The consequences of the headline-grabbing news were far reaching. A wave of similar attributions followed, and the United States accused China of systematic massive theft. As a result, cybersecurity was a centerpiece of Chinese president Xi Jinping’s visit to the United States in 2015.
“Before the APT1 report, attribution was the elephant in the room that no one dared to mention,” says Steffens. “In my opinion it was not only a technical breakthrough, but also a bold achievement of the authors and their managers to go the final step and make the results public.”
It’s that final step that has been lacking, as intelligence officers are now well versed in the technical side. To attribute a cyberattack, intelligence analysts look at a range of data including the malware the hackers used, the infrastructure or computers they orchestrated to conduct the attack, intelligence and intercepted communications, and the question of cui bono (who stands to gain?)—a geopolitical analysis of strategic motivation behind the attacks.

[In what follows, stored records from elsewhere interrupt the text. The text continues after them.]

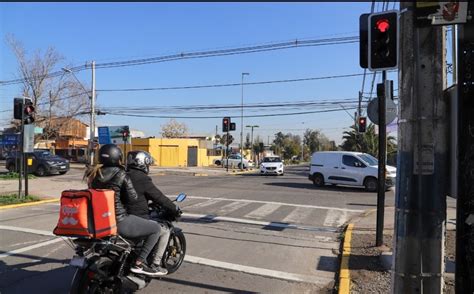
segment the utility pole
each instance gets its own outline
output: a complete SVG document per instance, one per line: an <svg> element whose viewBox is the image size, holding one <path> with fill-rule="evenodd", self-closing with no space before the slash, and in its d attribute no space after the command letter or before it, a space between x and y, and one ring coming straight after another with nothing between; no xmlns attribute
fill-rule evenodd
<svg viewBox="0 0 474 294"><path fill-rule="evenodd" d="M470 5L469 3L468 5ZM472 8L468 15L472 15ZM456 293L474 292L474 22L458 26L458 185L456 211ZM454 74L455 72L453 72Z"/></svg>
<svg viewBox="0 0 474 294"><path fill-rule="evenodd" d="M89 164L94 165L94 139L95 139L95 61L92 61L92 89L91 89L91 123L89 138Z"/></svg>
<svg viewBox="0 0 474 294"><path fill-rule="evenodd" d="M252 157L253 157L252 159L253 159L253 161L255 162L255 154L254 154L254 152L253 152L253 128L258 128L259 126L258 126L258 125L252 125L252 126L245 126L245 127L252 129L251 135L250 135L250 144L251 144L251 145L250 145L250 146L251 146L251 147L250 147L250 152L251 152Z"/></svg>
<svg viewBox="0 0 474 294"><path fill-rule="evenodd" d="M244 169L244 76L248 76L249 73L242 73L242 108L240 113L240 170Z"/></svg>
<svg viewBox="0 0 474 294"><path fill-rule="evenodd" d="M382 71L383 93L377 93L379 106L379 164L377 181L377 225L375 246L383 244L383 223L385 215L385 169L387 165L387 126L386 126L386 99L391 97L392 89L387 81L387 72ZM377 85L377 92L379 92ZM381 95L380 95L381 94Z"/></svg>
<svg viewBox="0 0 474 294"><path fill-rule="evenodd" d="M400 2L399 129L392 293L442 293L448 190L442 27ZM459 222L459 220L458 220Z"/></svg>

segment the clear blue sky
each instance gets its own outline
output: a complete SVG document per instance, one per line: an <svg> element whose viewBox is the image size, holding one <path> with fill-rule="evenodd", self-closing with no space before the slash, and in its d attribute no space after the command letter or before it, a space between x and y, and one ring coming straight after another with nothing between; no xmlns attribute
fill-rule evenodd
<svg viewBox="0 0 474 294"><path fill-rule="evenodd" d="M239 47L293 39L357 36L365 3L1 3L0 80L15 78L16 60L4 38L8 33L29 52L54 46L73 65L138 57ZM390 4L392 8L392 4ZM381 9L381 8L379 8ZM239 83L361 73L358 43L307 47L244 55L179 60L135 67L98 69L97 89ZM64 66L64 65L63 65ZM60 68L58 68L59 70ZM90 71L77 73L90 84ZM396 76L389 76L396 79ZM378 79L377 79L378 80ZM365 91L370 90L368 78ZM362 78L255 85L245 87L245 103L356 98ZM12 108L19 86L0 87L0 111ZM102 92L97 104L167 106L240 104L240 87L157 92ZM281 112L281 111L279 111ZM353 110L351 111L353 113ZM188 114L225 116L225 112ZM11 112L0 112L0 128ZM240 128L240 112L230 113ZM167 119L101 116L99 125L128 124L159 136ZM189 120L193 134L212 134L221 119ZM352 123L344 112L248 118L258 124L255 136L267 140L278 131L302 134L321 129L336 143ZM234 137L238 137L235 132Z"/></svg>

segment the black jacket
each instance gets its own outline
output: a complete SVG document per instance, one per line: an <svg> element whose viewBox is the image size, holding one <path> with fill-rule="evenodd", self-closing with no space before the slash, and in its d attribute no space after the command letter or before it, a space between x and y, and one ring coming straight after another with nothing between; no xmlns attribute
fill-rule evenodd
<svg viewBox="0 0 474 294"><path fill-rule="evenodd" d="M127 216L125 207L137 201L137 193L123 167L106 166L100 171L102 176L98 173L90 183L90 188L115 191L115 218L120 222Z"/></svg>
<svg viewBox="0 0 474 294"><path fill-rule="evenodd" d="M151 178L144 171L130 167L128 175L138 194L138 200L127 206L129 214L148 219L148 200L151 200L164 208L170 215L176 215L176 205L153 184Z"/></svg>

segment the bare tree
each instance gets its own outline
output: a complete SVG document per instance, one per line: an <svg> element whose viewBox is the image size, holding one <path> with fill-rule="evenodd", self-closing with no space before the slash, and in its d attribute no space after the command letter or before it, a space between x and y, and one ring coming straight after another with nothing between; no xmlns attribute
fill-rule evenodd
<svg viewBox="0 0 474 294"><path fill-rule="evenodd" d="M36 50L28 56L23 44L13 35L7 35L6 42L18 62L22 94L32 99L36 108L35 123L44 128L43 138L57 137L58 126L54 121L60 118L64 124L72 118L80 118L88 108L89 94L84 93L82 86L68 73L48 77L65 62L53 47L44 53Z"/></svg>
<svg viewBox="0 0 474 294"><path fill-rule="evenodd" d="M161 126L163 138L180 138L188 135L188 126L185 123L170 119L169 122Z"/></svg>

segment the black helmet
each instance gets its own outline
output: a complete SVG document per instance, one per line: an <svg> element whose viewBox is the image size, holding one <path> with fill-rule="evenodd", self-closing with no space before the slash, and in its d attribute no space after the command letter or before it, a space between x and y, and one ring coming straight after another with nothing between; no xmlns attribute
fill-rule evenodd
<svg viewBox="0 0 474 294"><path fill-rule="evenodd" d="M122 162L122 150L115 144L100 147L99 162L105 166L119 166Z"/></svg>
<svg viewBox="0 0 474 294"><path fill-rule="evenodd" d="M146 151L130 151L127 155L127 167L139 169L148 173L150 165L153 164L153 157Z"/></svg>

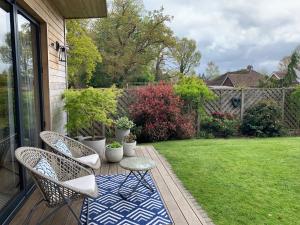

The more data can be examined, the easier attribution becomes as patterns emerge. Even the world’s best hackers make mistakes, leave behind clues, and reuse old tools that help make the case. There’s an ongoing arms race between analysts coming up with new ways to unmask hackers and the hackers aiming to cover their tracks.
But the speed with which the Russian attack was attributed showed that previous delays in naming names were not simply due to a lack of data or evidence. The issue was politics.
“It boils down to a matter of political will,” says Wilde, who worked at the White House until 2019. “For that you need decisive leadership at every level. My interactions with [Anne Neuberger] lead me to believe she’s the type that can move mountains and cut through red tape when needed to augur an outcome. That’s the person she is.”
Wilde argues that the potential Russian invasion of Ukraine, which risks hundreds of thousands of lives, is pushing the White House to act more quickly.
“The administration seems to have gathered that the best defense is a good preemptive offense to get ahead of these narratives, ‘pre-bunking’ them and inoculating the international audience, whether it be the cyber intrusions or false flags and fake pretexts,” says Wilde.
Public attribution can have a very real impact on adversaries’ cyber strategy. It can signal that they’re being watched and understood, and it can impose costs when operations are uncovered and tools must be burned to start anew. It can also trigger political action such as sanctions that go after the bank accounts of those responsible.
Just as important, Gavin argues, it’s a signal to the public that the government is closely tracking malicious cyber activity and working to fix it.
“It creates a credibility gap, particularly with the Russians and Chinese,” he says. “They can obfuscate all they want, but the US government is putting it all out there for public consumption—a forensic accounting of their time and efforts.”